OUGD402 - The John Peel Lectures 2015 With Brian Eno

This years annual John Peel Lecture featured notable English musician, record producer and visual artist Brian Eno. In the lecture, Eno sought to demonstrate the complex nature of 'culture' - how both the individuals and institutions involved are crucially connected, and how they combine to create 'culture' as we know it.

He raised some very interesting questions about art and whether art is simply a luxury, or does it do something for us beyond that? He defined 'art' very broadly as 'everything we don't have to do'. And in many ways he is right - we don't have to create art, and we don't have to express complex emotions, but we do simply because we can. That comes in a similar vein to Eno's suggestion that we don't have to learn how to dance - movement is essential to our livelihoods, but we don't have to learn how to waltz. We do simply because we are able. From this he concluded that 'art' and by extension 'culture' are the embellishments we add to our lives.
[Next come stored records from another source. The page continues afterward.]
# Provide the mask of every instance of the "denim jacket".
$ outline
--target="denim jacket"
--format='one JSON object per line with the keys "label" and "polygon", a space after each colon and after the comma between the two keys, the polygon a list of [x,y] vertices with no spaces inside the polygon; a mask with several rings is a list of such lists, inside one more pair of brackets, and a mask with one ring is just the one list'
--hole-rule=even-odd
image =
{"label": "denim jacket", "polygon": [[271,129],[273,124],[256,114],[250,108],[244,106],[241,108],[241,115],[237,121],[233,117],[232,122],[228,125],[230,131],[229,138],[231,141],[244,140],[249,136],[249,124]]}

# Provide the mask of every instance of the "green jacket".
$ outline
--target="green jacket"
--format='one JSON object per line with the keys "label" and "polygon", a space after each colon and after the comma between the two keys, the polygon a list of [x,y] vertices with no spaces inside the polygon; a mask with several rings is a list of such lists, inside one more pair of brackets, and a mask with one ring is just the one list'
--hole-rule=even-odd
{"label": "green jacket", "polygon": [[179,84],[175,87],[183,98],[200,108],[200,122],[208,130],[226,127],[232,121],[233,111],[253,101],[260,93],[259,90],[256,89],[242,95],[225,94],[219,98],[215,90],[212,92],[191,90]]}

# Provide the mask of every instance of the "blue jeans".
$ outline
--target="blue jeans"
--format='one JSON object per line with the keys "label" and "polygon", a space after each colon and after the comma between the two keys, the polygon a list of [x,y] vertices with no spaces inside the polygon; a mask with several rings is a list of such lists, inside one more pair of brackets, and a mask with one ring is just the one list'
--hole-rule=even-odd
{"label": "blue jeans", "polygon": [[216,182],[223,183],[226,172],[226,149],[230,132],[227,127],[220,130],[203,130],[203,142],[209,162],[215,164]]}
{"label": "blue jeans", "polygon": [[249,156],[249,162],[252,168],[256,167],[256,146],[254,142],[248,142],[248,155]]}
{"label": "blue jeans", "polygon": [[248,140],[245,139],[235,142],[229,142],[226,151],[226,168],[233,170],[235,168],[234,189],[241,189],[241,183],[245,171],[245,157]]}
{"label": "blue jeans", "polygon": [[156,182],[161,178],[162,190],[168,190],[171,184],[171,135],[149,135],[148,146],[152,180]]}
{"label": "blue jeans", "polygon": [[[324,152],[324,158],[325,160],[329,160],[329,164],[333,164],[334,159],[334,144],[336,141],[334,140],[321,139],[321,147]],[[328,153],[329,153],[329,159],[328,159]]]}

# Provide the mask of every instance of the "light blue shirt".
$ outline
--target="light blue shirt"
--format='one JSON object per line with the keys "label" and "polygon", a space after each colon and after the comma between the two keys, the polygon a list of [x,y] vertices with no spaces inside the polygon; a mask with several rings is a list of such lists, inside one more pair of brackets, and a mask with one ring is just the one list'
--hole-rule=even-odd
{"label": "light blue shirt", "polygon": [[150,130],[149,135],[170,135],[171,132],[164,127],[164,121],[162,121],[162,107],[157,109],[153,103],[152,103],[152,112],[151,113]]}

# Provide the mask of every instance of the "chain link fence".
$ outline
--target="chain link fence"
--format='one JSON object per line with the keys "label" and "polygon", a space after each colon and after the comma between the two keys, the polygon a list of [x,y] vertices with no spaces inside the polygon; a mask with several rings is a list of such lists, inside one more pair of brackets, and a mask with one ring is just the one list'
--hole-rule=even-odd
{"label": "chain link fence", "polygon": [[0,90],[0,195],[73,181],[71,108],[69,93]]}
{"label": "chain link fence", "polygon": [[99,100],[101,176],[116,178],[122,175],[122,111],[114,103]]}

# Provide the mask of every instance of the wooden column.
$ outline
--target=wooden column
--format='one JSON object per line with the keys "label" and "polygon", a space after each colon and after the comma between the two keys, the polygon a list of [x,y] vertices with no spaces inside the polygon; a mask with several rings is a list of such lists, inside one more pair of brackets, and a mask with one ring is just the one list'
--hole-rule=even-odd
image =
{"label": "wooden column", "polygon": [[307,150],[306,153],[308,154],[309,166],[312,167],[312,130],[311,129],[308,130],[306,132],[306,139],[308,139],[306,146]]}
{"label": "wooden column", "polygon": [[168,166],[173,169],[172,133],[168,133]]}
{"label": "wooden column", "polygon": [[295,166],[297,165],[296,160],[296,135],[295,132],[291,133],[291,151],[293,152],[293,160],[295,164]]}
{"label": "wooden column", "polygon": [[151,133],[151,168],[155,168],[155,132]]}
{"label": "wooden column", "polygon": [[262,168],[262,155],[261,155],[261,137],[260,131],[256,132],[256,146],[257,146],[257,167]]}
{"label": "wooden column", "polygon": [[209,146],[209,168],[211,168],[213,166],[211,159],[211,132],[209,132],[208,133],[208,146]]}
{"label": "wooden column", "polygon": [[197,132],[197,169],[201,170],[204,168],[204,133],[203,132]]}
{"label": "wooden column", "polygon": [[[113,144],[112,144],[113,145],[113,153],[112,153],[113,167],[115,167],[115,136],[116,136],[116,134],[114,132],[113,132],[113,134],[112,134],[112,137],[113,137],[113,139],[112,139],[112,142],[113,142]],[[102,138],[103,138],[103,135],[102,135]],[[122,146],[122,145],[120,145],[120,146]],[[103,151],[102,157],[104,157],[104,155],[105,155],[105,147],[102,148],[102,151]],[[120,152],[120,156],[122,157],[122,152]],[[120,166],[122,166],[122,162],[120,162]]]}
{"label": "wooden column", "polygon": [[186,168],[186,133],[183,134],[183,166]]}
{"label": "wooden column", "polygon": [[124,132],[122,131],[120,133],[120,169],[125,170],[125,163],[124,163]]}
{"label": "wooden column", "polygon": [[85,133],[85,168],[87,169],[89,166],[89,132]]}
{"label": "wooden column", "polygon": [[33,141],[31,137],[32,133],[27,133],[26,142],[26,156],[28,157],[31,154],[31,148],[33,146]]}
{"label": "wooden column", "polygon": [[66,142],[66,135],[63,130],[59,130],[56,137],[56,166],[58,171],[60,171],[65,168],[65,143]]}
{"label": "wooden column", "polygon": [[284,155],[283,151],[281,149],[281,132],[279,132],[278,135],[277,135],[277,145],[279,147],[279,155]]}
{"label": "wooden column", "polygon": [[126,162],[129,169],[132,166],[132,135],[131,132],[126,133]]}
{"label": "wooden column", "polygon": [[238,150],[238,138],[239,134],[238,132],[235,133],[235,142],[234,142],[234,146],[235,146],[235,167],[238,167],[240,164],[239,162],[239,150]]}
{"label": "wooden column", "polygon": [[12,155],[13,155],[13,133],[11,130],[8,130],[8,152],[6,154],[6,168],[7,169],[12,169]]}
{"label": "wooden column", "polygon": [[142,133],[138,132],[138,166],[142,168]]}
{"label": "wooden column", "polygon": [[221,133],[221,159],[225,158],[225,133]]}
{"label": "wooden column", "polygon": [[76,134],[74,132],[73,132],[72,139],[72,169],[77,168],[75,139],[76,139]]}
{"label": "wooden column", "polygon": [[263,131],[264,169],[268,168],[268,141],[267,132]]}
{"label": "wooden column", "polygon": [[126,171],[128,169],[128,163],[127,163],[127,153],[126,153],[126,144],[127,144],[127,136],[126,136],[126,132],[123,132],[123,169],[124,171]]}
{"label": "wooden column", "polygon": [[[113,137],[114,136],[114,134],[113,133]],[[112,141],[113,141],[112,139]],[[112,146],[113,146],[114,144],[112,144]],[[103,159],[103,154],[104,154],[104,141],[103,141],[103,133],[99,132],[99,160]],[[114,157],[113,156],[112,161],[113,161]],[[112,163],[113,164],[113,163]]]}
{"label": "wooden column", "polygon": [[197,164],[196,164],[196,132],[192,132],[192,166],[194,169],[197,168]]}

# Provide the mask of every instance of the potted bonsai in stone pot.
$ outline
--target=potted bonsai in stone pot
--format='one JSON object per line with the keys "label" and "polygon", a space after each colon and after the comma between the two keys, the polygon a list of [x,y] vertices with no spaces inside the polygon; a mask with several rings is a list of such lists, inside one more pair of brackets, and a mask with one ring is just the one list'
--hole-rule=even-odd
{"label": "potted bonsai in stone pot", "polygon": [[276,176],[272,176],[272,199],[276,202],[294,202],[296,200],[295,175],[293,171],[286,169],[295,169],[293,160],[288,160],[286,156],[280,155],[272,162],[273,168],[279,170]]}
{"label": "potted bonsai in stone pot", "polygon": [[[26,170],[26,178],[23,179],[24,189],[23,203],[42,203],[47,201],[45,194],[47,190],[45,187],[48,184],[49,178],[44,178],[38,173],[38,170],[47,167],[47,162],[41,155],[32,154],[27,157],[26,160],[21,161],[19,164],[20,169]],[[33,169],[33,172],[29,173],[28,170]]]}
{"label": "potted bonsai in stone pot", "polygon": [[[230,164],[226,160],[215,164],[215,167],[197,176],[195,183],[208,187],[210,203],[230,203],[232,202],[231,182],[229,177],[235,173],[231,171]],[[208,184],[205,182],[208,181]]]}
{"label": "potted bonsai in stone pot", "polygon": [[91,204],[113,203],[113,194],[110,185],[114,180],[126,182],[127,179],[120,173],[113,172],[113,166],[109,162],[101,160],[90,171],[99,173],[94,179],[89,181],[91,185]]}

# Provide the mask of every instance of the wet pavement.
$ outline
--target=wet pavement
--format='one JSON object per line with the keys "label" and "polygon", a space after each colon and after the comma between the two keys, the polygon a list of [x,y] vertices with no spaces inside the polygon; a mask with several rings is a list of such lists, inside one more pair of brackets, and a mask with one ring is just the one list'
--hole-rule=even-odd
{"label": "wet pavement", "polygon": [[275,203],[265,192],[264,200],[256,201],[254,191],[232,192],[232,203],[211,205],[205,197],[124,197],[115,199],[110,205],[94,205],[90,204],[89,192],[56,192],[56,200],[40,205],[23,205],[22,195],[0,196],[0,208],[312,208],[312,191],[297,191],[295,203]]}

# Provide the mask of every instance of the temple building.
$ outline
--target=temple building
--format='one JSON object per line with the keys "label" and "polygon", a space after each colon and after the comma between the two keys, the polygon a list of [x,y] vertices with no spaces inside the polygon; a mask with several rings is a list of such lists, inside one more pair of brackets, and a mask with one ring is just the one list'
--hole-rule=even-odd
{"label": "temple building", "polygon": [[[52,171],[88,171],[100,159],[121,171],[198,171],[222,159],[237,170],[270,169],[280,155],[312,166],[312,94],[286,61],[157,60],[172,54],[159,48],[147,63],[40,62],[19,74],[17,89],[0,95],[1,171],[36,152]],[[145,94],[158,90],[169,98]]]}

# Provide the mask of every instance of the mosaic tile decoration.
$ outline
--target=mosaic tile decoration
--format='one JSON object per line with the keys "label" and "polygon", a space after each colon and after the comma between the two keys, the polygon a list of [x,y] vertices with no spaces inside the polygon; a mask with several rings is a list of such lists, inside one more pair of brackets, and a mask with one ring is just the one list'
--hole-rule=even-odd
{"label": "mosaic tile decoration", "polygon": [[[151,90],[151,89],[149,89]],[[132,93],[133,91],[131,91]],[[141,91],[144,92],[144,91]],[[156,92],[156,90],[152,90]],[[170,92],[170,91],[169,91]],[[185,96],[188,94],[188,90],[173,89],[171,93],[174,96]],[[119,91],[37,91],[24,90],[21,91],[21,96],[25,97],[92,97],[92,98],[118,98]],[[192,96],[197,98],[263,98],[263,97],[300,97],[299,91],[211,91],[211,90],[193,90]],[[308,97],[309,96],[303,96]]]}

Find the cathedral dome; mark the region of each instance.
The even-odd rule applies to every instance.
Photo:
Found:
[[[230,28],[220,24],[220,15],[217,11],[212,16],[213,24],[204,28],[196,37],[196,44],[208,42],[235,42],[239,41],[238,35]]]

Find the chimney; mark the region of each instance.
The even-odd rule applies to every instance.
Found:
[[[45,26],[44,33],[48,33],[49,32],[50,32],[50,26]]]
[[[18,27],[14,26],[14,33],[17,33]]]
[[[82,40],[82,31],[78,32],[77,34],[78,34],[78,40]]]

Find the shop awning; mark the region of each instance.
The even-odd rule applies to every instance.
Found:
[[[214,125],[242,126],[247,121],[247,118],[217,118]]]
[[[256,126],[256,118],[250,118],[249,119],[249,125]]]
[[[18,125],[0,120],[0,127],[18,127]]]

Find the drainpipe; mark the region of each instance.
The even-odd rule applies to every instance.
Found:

But art does serve a purpose beyond that. Art allows us to see things, realise things, talk about things that would otherwise be considered too ‘sensitive’ in our actual lives. Things such as sexuality, gender, racism or death. In the American aesthetician Morse Peckham's book entitled 'Man’s Rage For Chaos: Biology, Behaviour and the Arts' he states that "art is the exposure to the tensions and problems of a false world in order that man may endure the tensions and problems of the real world." Eno then adds that it is also the exposure to the joys and freedoms of a false world that allow us to recognise those and locate them in the real world. He says that art provides us with a safe environment to experience feelings that we may or may not have felt before - 'it gives us the chance to have feelings about things that are not dangerous'. And this is possible because when you walk into a gallery and see an image, a painting, a sculpture that deals with extreme emotions, there is always the option to switch it off and walk away.

This lecture was an extremely interesting listen because to be able to define 'art' and 'culture' in such simple terms was fascinating to hear. Begin able to define my practice and what I'm doing within my work is something I have tried to do many time before but realising that anything in life that we can embellish can also be considered 'art' was eye-opening.